In the first instance of a major 'cryptojacking' attack in India, more than 2,000 computers of the Aditya Birla Group were reportedly hacked by miners to mine cryptocurrencies.
"Recently, the advance threat detection systems of our Group alerted us of suspicious activity on some desktop systems. Based on this, our internal team immediately carried out an investigation and deployed countermeasures to isolate and eliminate the cause of this activity," an Aditya Birla Group spokesperson told Economic Times.
The spokesperson added that there was no data loss due to the activity.
According to a report in the economic daily, the attack was first detected a month ago at a group's overseas subsidiary and the attackers were 'cryptojacking' to mine a virtually untraceable digital currency called Monero.
Cryptojacking is defined as the secret use of a computing device to mine cryptocurrency.
With a low barrier of entry, cyber criminals are increasingly harnessing stolen processing power and cloud CPU usage from consumers and enterprises to mine cryptocurrency.

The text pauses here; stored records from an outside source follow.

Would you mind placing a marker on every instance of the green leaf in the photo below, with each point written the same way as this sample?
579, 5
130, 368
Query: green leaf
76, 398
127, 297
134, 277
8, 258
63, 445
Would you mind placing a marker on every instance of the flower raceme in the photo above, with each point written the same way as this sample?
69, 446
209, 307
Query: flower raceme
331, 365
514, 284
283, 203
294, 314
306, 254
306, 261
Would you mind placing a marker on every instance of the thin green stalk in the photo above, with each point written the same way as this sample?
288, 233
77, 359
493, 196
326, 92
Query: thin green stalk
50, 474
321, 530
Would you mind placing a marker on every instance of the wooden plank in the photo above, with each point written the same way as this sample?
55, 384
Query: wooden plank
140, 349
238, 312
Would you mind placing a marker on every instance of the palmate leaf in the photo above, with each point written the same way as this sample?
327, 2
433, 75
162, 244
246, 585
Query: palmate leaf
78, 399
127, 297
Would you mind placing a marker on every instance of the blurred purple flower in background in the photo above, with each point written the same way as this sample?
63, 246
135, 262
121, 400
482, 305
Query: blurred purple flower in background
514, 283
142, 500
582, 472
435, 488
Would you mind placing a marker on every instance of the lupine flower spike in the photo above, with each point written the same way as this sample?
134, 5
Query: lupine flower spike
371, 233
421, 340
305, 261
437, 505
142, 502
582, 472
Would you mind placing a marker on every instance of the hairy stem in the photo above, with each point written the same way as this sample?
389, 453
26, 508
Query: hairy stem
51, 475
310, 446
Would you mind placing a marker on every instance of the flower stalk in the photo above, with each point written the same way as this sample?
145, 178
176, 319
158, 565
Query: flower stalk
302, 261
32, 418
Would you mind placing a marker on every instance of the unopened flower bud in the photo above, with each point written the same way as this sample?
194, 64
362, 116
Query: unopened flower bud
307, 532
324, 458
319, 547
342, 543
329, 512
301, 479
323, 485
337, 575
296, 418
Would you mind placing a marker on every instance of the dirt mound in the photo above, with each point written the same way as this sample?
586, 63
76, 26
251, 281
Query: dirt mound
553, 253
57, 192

Cryptojacking can slow devices, overheat batteries and in some cases, render devices unusable. For enterprise organisations, it can put corporate networks at risk of shutdown and inflate cloud CPU usage, adding to the cost.
"Cryptojacking is a rising threat to cyber and personal security. The massive profit incentive puts people, devices and organizations at risk of unauthorised coinminers siphoning resources from their systems, further motivating criminals to infiltrate everything from home PCs to giant data centers," Tarun Kaura, Director, Enterprise Security Product Management, APJ at Symantec recently told news agency IANS.
Companies are slowly taking note of the latest kind of cyber attack and working for solutions to prevent it. Google recently announced it would ban all extensions that involved cryptocurrency mining from its Chrome browser – regardless of whether the mining was done openly or in secret.
Started in 2014, Monero is very different. It encrypts the recipient’s address on its blockchain and generates fake addresses to obscure the real sender. It also obscures the amount of the transaction.
Monero quadrupled in value to $349 in the final two months of 2017, according to coinmarketcap.com, placing it among a number of upstart coins that that rose faster than bitcoin, the world’s most valuable digital currency.